Mais le véritable intérêt de ce DVD apparaît étrangement dans la rubrique des compléments. Réalisé en 1946, Let There Be Light est un documentaire à la fois poignant et passionnant sur les multiples traumatismes dont les soldats américains furent victimes à leur retour du front. John Huston, qui consacrera sa passion pour la psychanalyse et l’hypnose dans son très beau Freud, passions secrètes (1962), suit ici le travail d’un psychiatre qui tente de libérer les anciens soldats de leurs blocages psychologiques. Ces expériences sont précédées d’entretiens au cours desquelles les soldats livrent, parfois avec de grosses difficultés, leurs angoisses, leurs cauchemars ou leurs hallucinations. La volonté de Huston de rendre chacun des intervenants le plus anonyme possible (les noms sont effacés) donne paradoxalement un visage terriblement humain à tous ceux que l’on sacrifie pour mieux servir les intérêts du pays. Ici, aucun chiffre et aucune statistique ne viennent appuyer la démarche du cinéaste. Seuls les mots, recueillis par une équipe de psychiatres particulièrement compétents, ont leur place pour mieux dire – et du coup dénoncer – l’horreur de la guerre. L’idéologie américaine – et pas seulement elle – s’est toujours appliquée à faire perdurer l’idée de guerre propre (le plus bel exemple étant la guerre du Golfe en 1990) où la question du massacre humain était littéralement écrasée par l’objectif guerrier, forcément louable. Mais au cours de ces entretiens, jamais ne pointe le moindre sentiment nationaliste ou l’envie d’écraser l’adversaire. Seuls restent les souvenirs d’un camarade tué à quelques mètres, d’un frère disparu, d’une explosion ou encore d’un ensevelissement.

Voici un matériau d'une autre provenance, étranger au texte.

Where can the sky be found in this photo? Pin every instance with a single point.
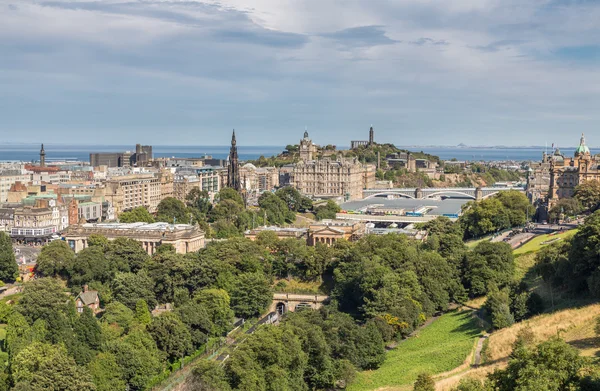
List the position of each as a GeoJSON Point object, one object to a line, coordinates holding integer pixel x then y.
{"type": "Point", "coordinates": [422, 72]}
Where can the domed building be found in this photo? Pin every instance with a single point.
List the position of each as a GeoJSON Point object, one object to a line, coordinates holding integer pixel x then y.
{"type": "Point", "coordinates": [567, 173]}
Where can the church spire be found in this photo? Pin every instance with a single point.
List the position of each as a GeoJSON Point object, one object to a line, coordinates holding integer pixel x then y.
{"type": "Point", "coordinates": [42, 157]}
{"type": "Point", "coordinates": [233, 170]}
{"type": "Point", "coordinates": [582, 149]}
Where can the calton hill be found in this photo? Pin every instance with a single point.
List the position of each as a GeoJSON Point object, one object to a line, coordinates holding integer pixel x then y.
{"type": "Point", "coordinates": [450, 175]}
{"type": "Point", "coordinates": [447, 313]}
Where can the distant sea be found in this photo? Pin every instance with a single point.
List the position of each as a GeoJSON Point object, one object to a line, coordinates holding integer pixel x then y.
{"type": "Point", "coordinates": [490, 153]}
{"type": "Point", "coordinates": [61, 152]}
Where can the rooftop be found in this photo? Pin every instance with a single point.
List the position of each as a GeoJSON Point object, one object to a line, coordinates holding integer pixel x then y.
{"type": "Point", "coordinates": [140, 226]}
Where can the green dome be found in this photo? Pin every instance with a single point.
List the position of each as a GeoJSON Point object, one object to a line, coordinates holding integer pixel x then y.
{"type": "Point", "coordinates": [582, 148]}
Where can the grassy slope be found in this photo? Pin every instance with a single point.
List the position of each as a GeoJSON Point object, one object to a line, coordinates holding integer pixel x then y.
{"type": "Point", "coordinates": [439, 347]}
{"type": "Point", "coordinates": [535, 244]}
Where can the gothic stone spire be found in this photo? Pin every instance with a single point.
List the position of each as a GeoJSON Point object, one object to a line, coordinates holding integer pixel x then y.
{"type": "Point", "coordinates": [233, 170]}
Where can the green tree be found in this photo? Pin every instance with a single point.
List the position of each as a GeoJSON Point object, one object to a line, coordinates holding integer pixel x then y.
{"type": "Point", "coordinates": [565, 207]}
{"type": "Point", "coordinates": [129, 251]}
{"type": "Point", "coordinates": [498, 306]}
{"type": "Point", "coordinates": [424, 383]}
{"type": "Point", "coordinates": [216, 302]}
{"type": "Point", "coordinates": [91, 265]}
{"type": "Point", "coordinates": [142, 314]}
{"type": "Point", "coordinates": [106, 373]}
{"type": "Point", "coordinates": [488, 263]}
{"type": "Point", "coordinates": [251, 295]}
{"type": "Point", "coordinates": [138, 357]}
{"type": "Point", "coordinates": [171, 335]}
{"type": "Point", "coordinates": [172, 210]}
{"type": "Point", "coordinates": [128, 288]}
{"type": "Point", "coordinates": [276, 209]}
{"type": "Point", "coordinates": [588, 194]}
{"type": "Point", "coordinates": [207, 376]}
{"type": "Point", "coordinates": [42, 298]}
{"type": "Point", "coordinates": [199, 199]}
{"type": "Point", "coordinates": [55, 259]}
{"type": "Point", "coordinates": [327, 211]}
{"type": "Point", "coordinates": [97, 240]}
{"type": "Point", "coordinates": [88, 330]}
{"type": "Point", "coordinates": [9, 270]}
{"type": "Point", "coordinates": [119, 314]}
{"type": "Point", "coordinates": [136, 215]}
{"type": "Point", "coordinates": [196, 318]}
{"type": "Point", "coordinates": [48, 367]}
{"type": "Point", "coordinates": [552, 365]}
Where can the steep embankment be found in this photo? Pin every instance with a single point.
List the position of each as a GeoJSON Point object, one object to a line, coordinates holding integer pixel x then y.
{"type": "Point", "coordinates": [443, 345]}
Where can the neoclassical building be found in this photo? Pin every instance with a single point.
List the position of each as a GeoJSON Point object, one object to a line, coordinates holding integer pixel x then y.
{"type": "Point", "coordinates": [567, 173]}
{"type": "Point", "coordinates": [325, 178]}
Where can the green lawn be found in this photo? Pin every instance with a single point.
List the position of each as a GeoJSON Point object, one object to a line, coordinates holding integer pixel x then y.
{"type": "Point", "coordinates": [439, 347]}
{"type": "Point", "coordinates": [535, 244]}
{"type": "Point", "coordinates": [473, 243]}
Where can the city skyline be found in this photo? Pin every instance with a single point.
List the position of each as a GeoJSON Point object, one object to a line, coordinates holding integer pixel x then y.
{"type": "Point", "coordinates": [423, 73]}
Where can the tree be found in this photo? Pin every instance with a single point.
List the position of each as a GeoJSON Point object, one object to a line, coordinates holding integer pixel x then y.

Les patients qui ont participé au documentaire souffrent de maux très différents liés au traumatisme de la guerre : bégaiements, tremblements, crises de larmes, amnésie, voire même une paralysie des jambes sont autant de signes lourds qui démontrent l’ampleur du traumatisme subi. L’équipe de psychiatres s’attache donc à ramener à la surface un ensemble de souvenirs particulièrement traumatisants pour que les patients puissent s’en libérer. De nombreuses expérimentations sont filmées, dont notamment la pratique de l’hypnose qui permet à l’individu d’extérioriser sa névrose pour retrouver un minimum de contrôle sur ses propres émotions. Les résultats sont sans appel, même s’il est bien évidemment rappelé qu’une pratique aussi courte de l’hypnose ne peut totalement régler la névrose. Interdit pendant plus de trente ans pour avoir montré les dommages psychologiques de la guerre, ce documentaire de John Huston reste certainement la meilleure raison de se procurer ce DVD.